The Wrightspeed micro-turbing range extender generator is a cutting edge new design. Named Fulcrum, the 80 kW unit uses a two stage compression process and a novel recuperation design that makes it 30% more efficient while tripling usable power according to Green Car Congress. The turbine can run on diesel, CNG, LNG, landfill gases, biodiesel, kerosene, propane, heating oil, or any other combustible fuel.
Turbine technology has been tried in automotive applications before, but the results were always disappointing. Turbines are not well suited to the changes in operating speed required by stop and go driving. The key to the Fulcrum micro-turbine is that it operates only at its most efficient speed of around 100,000 rpm. To increase efficiency, the Fulcrum recovers a portion of the exhaust heat by using a heat exchanger called a recuperator to increase the energy of the gases entering the expansion turbine. “Without a recuperator,” says Wright, “efficiency is just horrible.”
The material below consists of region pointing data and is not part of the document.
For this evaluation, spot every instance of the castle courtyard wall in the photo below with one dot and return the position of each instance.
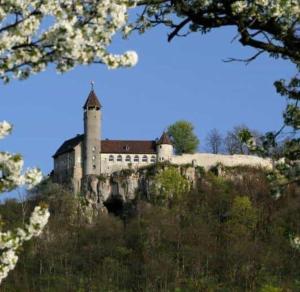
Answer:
(207, 160)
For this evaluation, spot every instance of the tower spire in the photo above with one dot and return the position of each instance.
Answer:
(92, 100)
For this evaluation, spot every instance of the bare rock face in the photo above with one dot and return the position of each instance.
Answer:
(124, 186)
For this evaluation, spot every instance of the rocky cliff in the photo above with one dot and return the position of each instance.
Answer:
(113, 191)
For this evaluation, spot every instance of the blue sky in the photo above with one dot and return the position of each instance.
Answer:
(184, 79)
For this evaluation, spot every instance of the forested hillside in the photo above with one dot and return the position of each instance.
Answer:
(228, 234)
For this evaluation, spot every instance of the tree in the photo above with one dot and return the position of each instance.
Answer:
(79, 34)
(268, 26)
(214, 141)
(11, 177)
(169, 186)
(233, 143)
(183, 138)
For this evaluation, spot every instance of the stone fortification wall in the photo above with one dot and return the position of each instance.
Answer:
(208, 160)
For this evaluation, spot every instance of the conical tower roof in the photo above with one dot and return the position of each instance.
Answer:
(92, 101)
(164, 139)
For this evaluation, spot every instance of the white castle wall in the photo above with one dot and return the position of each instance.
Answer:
(108, 167)
(164, 152)
(208, 160)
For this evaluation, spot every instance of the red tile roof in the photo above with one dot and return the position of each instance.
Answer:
(130, 146)
(112, 146)
(92, 101)
(164, 139)
(68, 145)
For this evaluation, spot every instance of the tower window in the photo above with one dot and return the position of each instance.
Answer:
(126, 148)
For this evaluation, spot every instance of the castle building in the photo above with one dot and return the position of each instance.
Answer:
(88, 154)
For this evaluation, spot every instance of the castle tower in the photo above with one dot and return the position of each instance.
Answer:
(164, 148)
(92, 135)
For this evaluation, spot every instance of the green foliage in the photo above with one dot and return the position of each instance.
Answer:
(183, 138)
(270, 288)
(170, 186)
(227, 235)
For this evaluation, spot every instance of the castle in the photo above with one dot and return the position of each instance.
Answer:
(87, 154)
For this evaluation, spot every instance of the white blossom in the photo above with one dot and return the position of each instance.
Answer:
(5, 129)
(295, 242)
(79, 32)
(10, 242)
(11, 176)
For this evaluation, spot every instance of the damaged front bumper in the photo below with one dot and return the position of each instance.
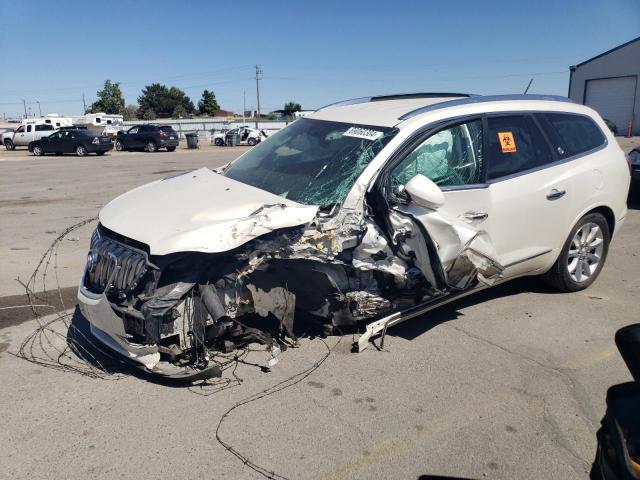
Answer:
(109, 329)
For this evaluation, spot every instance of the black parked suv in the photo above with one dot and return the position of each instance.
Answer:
(147, 137)
(72, 140)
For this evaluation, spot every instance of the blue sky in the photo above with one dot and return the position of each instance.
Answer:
(312, 52)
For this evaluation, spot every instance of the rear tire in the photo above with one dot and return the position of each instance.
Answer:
(582, 256)
(81, 151)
The Fulcrum micro-turbine generator weighs far less than a traditional piston engine powered generator. It’s exhaust is so clean, it requires no catalytic converter to meet California’s stringent emissions standards. Weighing just 250 lbs, the Fulcrum has a remarkably high power to weight ratio of 750 kW per kilogram. It has also been designed to be affordable by minimizing manufacturing costs.
Wrightspeed emphasizes the use of high-power batteries rather than high-energy batteries in its powertrain. Says Wright:
One of the things that enables the story is that the batteries have become extremely reliable and long life, even when at high power. We use the smallest pack we can. In general, we save fuel in three separate ways: first is with a grid charge; second is regenerative braking—we run very high power regen, much, much higher than anyone and we pretty much avoid the use of friction brakes; and third is running the engine at the sweet spot.
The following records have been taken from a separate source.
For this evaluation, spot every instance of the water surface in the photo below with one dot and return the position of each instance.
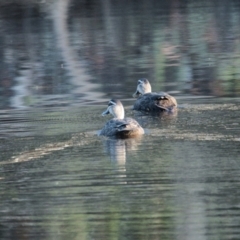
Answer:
(61, 61)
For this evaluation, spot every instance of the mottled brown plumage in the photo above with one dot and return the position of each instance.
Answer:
(151, 101)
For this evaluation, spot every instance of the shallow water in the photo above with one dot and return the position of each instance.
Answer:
(61, 61)
(179, 181)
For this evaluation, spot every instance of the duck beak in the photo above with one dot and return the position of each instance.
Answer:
(105, 112)
(136, 94)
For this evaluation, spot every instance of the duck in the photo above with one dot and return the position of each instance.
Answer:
(149, 101)
(119, 126)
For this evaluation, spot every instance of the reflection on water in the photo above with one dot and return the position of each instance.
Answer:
(59, 61)
(117, 148)
(72, 51)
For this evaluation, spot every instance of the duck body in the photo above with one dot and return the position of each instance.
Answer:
(151, 101)
(119, 126)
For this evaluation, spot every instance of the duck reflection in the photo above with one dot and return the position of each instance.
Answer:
(118, 148)
(151, 119)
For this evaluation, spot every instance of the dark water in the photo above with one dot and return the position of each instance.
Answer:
(60, 63)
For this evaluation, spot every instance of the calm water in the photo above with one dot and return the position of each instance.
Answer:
(61, 61)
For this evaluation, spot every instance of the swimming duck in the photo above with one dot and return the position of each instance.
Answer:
(149, 101)
(119, 126)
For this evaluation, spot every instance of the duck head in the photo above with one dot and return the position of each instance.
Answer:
(143, 87)
(115, 108)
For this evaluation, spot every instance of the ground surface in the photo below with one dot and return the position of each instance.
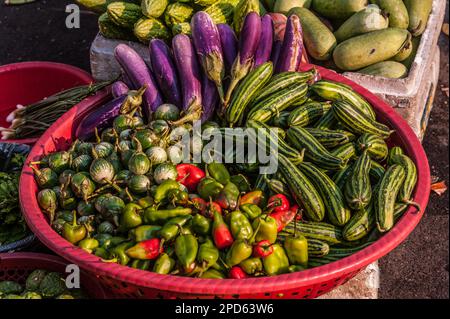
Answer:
(416, 269)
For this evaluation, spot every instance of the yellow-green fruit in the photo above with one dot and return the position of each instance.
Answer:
(418, 11)
(147, 29)
(396, 9)
(319, 40)
(154, 8)
(387, 69)
(367, 20)
(370, 48)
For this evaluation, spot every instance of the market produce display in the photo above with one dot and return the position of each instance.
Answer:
(122, 191)
(39, 284)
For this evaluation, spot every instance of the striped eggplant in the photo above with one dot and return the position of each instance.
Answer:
(228, 41)
(119, 88)
(264, 49)
(165, 72)
(139, 75)
(248, 43)
(190, 78)
(100, 118)
(206, 38)
(292, 48)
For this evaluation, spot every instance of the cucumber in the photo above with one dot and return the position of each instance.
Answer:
(376, 146)
(386, 196)
(358, 190)
(333, 91)
(331, 138)
(246, 91)
(282, 147)
(331, 195)
(302, 189)
(315, 152)
(271, 106)
(356, 122)
(307, 113)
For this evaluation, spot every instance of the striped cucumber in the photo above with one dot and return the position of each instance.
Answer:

Elon Musk’s quest is to build high performance cars for the fortunate few. Ian Wright’s mission is to make the vehicles that pick up our trash and deliver our packages as efficiently as possible in order to dramatically reduce the amount of carbon dioxide they add to the atmosphere each year. Musk gets all the headlines, but which man is making the more important contribution to the environment?